General notes on this chapter

French text

Mais autre est le travail des sages, autre est le travail des habiles.

La révolution de 1830 s'était vite arrêtée.

Sitôt qu'une révolution a fait côte, les habiles dépècent l'échouement.

Les habiles, dans notre siècle, se sont décerné à eux-mêmes la qualification d'hommes d'État; si bien que ce mot, homme d'État, a fini par être un peu un mot d'argot. Qu'on ne l'oublie pas en effet, là où il n'y a qu'habileté, il y a nécessairement petitesse. Dire: les habiles, cela revient à dire: les médiocres.

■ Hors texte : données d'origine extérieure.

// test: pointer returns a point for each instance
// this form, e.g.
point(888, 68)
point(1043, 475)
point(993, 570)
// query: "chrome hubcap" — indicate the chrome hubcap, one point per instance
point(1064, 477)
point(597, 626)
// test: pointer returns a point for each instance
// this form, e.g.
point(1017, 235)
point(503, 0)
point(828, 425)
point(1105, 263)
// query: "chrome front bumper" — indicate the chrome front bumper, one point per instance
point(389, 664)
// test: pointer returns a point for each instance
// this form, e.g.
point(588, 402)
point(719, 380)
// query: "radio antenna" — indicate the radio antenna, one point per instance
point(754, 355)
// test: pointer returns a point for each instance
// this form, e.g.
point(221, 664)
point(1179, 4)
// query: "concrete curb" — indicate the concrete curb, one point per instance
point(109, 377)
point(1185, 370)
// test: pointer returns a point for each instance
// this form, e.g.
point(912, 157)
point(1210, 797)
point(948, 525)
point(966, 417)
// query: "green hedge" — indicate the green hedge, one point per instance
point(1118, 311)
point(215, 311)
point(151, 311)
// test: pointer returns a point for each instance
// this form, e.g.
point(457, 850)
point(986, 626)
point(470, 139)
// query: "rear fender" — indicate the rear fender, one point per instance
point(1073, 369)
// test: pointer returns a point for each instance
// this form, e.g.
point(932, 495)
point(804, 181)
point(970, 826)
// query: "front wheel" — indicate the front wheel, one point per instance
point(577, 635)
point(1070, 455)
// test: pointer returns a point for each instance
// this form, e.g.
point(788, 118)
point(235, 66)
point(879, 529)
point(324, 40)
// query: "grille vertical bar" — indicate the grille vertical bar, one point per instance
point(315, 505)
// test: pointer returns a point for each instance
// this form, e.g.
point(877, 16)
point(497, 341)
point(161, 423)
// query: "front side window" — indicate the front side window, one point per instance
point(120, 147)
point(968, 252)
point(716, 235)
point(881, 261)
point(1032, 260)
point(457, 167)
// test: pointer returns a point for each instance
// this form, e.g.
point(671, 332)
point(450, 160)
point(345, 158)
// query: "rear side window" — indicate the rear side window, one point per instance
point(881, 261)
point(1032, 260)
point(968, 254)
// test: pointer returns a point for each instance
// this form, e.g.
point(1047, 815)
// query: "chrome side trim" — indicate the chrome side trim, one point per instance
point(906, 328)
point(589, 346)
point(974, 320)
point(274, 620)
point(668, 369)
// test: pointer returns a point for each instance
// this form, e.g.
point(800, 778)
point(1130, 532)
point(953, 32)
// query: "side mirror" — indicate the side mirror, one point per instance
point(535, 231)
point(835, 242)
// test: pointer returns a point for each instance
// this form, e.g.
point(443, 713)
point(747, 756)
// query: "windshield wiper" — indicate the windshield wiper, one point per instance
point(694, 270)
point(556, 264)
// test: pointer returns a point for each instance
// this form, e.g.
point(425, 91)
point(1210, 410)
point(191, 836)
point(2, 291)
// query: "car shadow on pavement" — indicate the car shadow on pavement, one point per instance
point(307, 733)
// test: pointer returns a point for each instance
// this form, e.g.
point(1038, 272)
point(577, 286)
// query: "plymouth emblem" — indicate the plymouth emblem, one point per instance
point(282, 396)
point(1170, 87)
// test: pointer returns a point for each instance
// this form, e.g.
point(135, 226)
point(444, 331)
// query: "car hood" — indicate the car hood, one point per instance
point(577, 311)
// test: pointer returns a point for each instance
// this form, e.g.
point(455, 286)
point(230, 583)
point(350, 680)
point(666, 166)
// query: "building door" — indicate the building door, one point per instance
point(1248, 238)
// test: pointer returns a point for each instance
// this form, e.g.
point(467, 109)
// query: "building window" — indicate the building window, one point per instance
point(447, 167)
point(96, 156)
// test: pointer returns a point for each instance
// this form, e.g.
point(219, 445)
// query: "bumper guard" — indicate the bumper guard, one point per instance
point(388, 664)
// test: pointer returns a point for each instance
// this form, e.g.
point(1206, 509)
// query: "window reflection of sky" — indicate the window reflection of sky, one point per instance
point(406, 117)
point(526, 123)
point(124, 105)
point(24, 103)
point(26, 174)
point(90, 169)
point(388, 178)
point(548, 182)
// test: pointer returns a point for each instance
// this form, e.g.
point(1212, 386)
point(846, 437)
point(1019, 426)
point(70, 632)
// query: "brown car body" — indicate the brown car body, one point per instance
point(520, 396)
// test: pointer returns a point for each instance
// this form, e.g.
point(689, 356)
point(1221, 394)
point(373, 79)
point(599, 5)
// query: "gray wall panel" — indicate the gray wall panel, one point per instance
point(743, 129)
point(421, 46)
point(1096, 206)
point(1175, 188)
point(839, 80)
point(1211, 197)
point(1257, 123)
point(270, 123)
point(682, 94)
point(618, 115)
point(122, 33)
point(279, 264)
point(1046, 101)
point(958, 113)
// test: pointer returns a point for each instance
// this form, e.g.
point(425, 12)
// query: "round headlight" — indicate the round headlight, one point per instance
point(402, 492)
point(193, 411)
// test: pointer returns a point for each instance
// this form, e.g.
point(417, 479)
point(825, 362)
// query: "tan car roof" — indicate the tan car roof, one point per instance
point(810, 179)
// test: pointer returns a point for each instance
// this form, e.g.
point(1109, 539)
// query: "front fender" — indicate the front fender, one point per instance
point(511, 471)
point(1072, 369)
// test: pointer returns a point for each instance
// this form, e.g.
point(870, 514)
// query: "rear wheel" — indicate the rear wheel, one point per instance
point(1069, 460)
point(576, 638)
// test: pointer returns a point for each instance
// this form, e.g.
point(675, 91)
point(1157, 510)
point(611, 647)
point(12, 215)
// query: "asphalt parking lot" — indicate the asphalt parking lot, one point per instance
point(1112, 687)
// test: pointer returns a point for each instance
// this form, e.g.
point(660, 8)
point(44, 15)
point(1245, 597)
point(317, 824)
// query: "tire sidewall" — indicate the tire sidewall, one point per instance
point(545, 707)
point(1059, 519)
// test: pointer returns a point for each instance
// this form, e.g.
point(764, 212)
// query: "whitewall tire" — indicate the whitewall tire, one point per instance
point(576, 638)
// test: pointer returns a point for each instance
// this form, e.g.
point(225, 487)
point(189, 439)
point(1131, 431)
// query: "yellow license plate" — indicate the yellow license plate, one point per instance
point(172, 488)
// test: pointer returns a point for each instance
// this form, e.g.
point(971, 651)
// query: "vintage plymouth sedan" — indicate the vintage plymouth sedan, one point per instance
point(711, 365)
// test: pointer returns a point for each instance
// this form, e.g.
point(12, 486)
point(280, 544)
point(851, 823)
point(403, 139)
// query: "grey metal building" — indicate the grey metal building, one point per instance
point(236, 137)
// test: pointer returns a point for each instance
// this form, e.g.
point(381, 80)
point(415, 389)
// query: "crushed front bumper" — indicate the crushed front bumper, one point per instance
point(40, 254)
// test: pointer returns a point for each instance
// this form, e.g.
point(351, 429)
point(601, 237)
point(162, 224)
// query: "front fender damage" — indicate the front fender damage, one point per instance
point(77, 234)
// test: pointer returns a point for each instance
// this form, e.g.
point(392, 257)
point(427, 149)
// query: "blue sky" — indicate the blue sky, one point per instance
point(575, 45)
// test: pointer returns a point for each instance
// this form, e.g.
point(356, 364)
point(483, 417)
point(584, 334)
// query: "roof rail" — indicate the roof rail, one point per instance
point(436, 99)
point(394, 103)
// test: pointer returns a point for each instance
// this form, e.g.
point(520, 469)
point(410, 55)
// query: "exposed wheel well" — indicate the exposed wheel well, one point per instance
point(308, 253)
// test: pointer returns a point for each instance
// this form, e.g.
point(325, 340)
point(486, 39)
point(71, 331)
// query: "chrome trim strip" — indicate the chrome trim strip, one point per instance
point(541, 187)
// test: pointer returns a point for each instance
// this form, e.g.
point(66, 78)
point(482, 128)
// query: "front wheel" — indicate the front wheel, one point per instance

De même que dire: les hommes d'État, cela équivaut quelquefois à dire: les traîtres.

À en croire les habiles donc, les révolutions comme la Révolution de Juillet sont des artères coupées; il faut une prompte ligature. Le droit, trop grandement proclamé, ébranle. Aussi, une fois le droit affirmé, il faut raffermir l'État. La liberté assurée, il faut songer au pouvoir.

Ici les sages ne se séparent pas encore des habiles, mais ils commencent à se défier. Le pouvoir, soit. Mais, premièrement, qu'est-ce que le pouvoir? deuxièmement, d'où vient-il?

Les habiles semblent ne pas entendre l'objection murmurée, et ils continuent leur manœuvre.

Selon ces politiques, ingénieux à mettre aux fictions profitables un masque de nécessité, le premier besoin d'un peuple après une révolution, quand ce peuple fait partie d'un continent monarchique, c'est de se procurer une dynastie. De cette façon, disent-ils, il peut avoir la paix après sa révolution, c'est-à-dire le temps de panser ses plaies et de réparer sa maison. La dynastie cache l'échafaudage et couvre l'ambulance.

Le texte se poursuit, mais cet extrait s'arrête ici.